武曌雖然在武氏中不曾有什麼地位,但她畢竟是已故荊州都督、應國公的嫡女。
現在的應國公家是個破落戶,沒什麼傑出的人物,也沒什麼權力,武氏又不是出身世家大族,僅僅是個商人憑藉着武士彠的才智而崛起。
在沒有世卿世祿的如今,這種人家,武士彠一死,武氏瞬間就敗落下去。
但朝廷不會一直讓這些開國元勳家敗落,只要不犯謀反之類的大錯,總是會賜下一些恩典,維持住最基本的體面。
其中選入宮中就是恩典之一,還有不少會配爲親王的王妃等。
武曌生的姿容絕美,又有些許才名,那傳到爲天子選取宮人的官吏耳中,是極有可能的事。
有的人家是求都求不來的機緣。
名字已經上了告車,那便是已然經過三省審覈蓋印的正式詔書。
武曌要進宮了。
天上的一朵雲彩遮住了太陽,天地間猛然暗沉下來,掀來一陣威風,撫平池上的些許波紋,卻又吹的更加褶皺。
洛君薇身着青色釵裙,隨風耳動,宛如池中不斷搖擺的荷葉,清稚動人,她臉上帶着迷茫,良久才問道:“二孃,你想進宮嗎?”
武曌盯着池塘中的碧綠波紋,以及那不斷繞着莖稈環繞卻走不出去的池魚,良久才帶着些傷感的輕聲道:“若是母親這般問,我會安慰她一番,說一句——見天子焉知非福?
我的母親,是郡主你最討厭的那種,只會哭哭啼啼的閨門女子,總要安慰她一番。
但這不過是不自量力之語罷了。”
武曌轉過頭來望向洛君薇,洛君薇直直的看到了她的眼底,在傷感之下,卻是堅定,她聽到武曌的聲音,“但郡主你問起,我便道一句心裡話——見天子,是禍非福,皇宮大內,佳麗萬千,我有什麼特別能讓天子所鍾?
若不能讓天子所鍾,便要湮滅於那宮牆之內,不能掌控自己的命運,那不是我想要的!
況且就算天子看到了我,但他如今已經四十餘歲,會在我身上耗費多少時間呢?
如果不能有一兒半女,在天子崩逝後,我會是什麼下場?
這就是一場賭博,而且是九成九會輸掉的賭博,我自然是不想入場的。”
洛君薇知道她要說什麼,一入宮門深似海,未來誰能知道呢?
多少嬌嫩鮮豔的花,在那座高高的宮牆中,耗盡了青春年華,最後凋零落寞,化作車輦下的一捻塵土。

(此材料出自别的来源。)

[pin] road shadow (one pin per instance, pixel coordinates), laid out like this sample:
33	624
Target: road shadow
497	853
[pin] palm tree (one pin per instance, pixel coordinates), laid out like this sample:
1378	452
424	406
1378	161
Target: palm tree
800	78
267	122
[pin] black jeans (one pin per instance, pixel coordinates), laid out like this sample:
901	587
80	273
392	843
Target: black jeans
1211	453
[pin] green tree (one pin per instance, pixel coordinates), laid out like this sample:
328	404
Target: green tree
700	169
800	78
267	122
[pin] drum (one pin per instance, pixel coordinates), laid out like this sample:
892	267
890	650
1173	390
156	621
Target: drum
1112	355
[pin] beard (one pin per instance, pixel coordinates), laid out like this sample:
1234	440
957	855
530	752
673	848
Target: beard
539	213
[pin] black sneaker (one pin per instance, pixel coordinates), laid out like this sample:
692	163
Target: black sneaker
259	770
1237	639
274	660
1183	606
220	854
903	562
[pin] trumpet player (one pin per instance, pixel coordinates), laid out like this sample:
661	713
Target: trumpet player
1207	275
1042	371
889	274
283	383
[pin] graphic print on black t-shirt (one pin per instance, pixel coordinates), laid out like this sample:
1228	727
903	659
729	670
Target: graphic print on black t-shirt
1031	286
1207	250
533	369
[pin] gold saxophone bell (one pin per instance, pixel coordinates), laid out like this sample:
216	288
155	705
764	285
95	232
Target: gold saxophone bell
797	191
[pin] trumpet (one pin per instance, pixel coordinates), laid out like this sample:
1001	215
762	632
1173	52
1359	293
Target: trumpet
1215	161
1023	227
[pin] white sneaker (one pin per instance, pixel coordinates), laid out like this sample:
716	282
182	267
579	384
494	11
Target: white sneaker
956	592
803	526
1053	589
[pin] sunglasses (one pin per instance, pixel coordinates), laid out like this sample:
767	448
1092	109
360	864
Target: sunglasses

武曌很清醒,洛君薇瞭解她,她就是這樣的一個女子,眼中有銳利的鋒芒。
外人看去是個大家閨秀,乃至於能嫵媚動人,小意溫柔,但在洛君薇看來,那都是僞裝罷了,從心中看去,她是個持着刀和鐵錘的暴徒。
洛君薇輕走兩步,來到武曌身前,細細描摹着她嫵媚的眉梢,“不進宮是很難的,會惹怒我的舅舅以及推薦的官員,諸位宰相都不會同意,這麼多年只有一次例外,下達了明旨後收回。”
武曌輕輕點頭,“我知道,是當初鄭仁基的女兒有婚約之事。”
那還是在長孫皇后在世時,她爲李世民物色了一個絕美的女子,是鄭仁基的女兒,年僅十六七歲,知書達理,容貌出衆,提報上去後,諸位重臣和李世民都很滿意,於是便下發明旨,要將鄭氏迎進宮中。
但這個時候魏徵卻上書說,這個鄭氏已經許配過人家,當時這件事還鬧得很大,因爲鄭氏有人家只是傳聞,房玄齡等宰相都說朝廷的旨意已經下達,沒有收回的道理。
最後這件事還是被取消了,這是唯一一次收回這類型的成命,之後有司在這方面就嚴查,絕對不能再有這種情況發生。
而且皇后崩逝後,這類事就徹底落到了有司手中,沒有人會取消名單中的任何一個人,否則豈不是證明他們有錯?
“進宮難以改變,但進宮的身份卻可以改,只要你不是舅舅的妃子,那就有機會藉着恩典出宮。”
幾乎每年都會有一批宮人從宮中被釋放出來。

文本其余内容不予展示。